According to the latest research, there is an increasing demand for lower calories and carbohydrate beer (aka light beer), which appeal to the health-conscious individuals (Beer in US). The focus of being healthier has become one of the major factors in consumer lifestyles. Due to the changes in beer drinker's preferences, Mountain Man Brewery Company experienced decline in sales for the first time in the company's history (Abelli 1). Launching out Mountain Man Light is an ideal thing to do in order to resolve the current situation. The reason is that it provides opportunities in terms of expanding audiences, which might include more female consumers, as well as, younger demographics that are health conscious.

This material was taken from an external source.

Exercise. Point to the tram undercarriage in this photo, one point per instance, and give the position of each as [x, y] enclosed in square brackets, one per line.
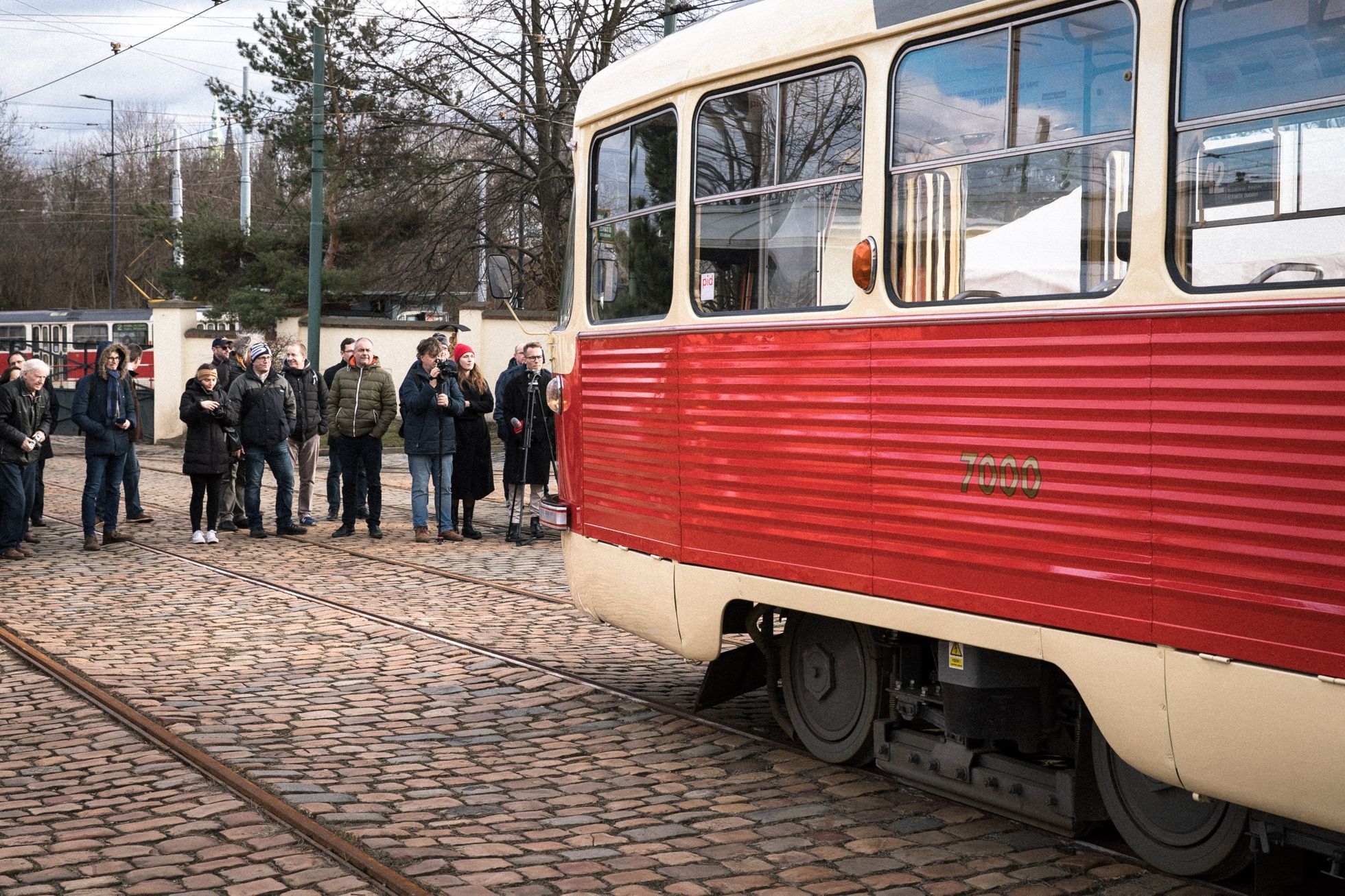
[993, 729]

Over the past six years, light beer sales in the United States had been growing at a compound annual rate of 4%, while traditional premium beer sales had declined yearly by the same percentages (Abelli 1). According to the industry observers, they agreed that the key consumers segment for beer companies was younger drinkers, 21-27 years of age (Abelli 4). This group embodied the "first-time drinker demographic" that had not yet established loyalty to any particular brand of beer. The segment represented approximately 13% of the adult population in 2005, but accounted for more than 27% of total beer consumption and was growing (Abelli 4). In addition, this age group consumed twice as much per capita on alcoholic beverages than consumers over 35 years of age and was predicted to grow by nearly four million by the year 2010 (Abelli 4).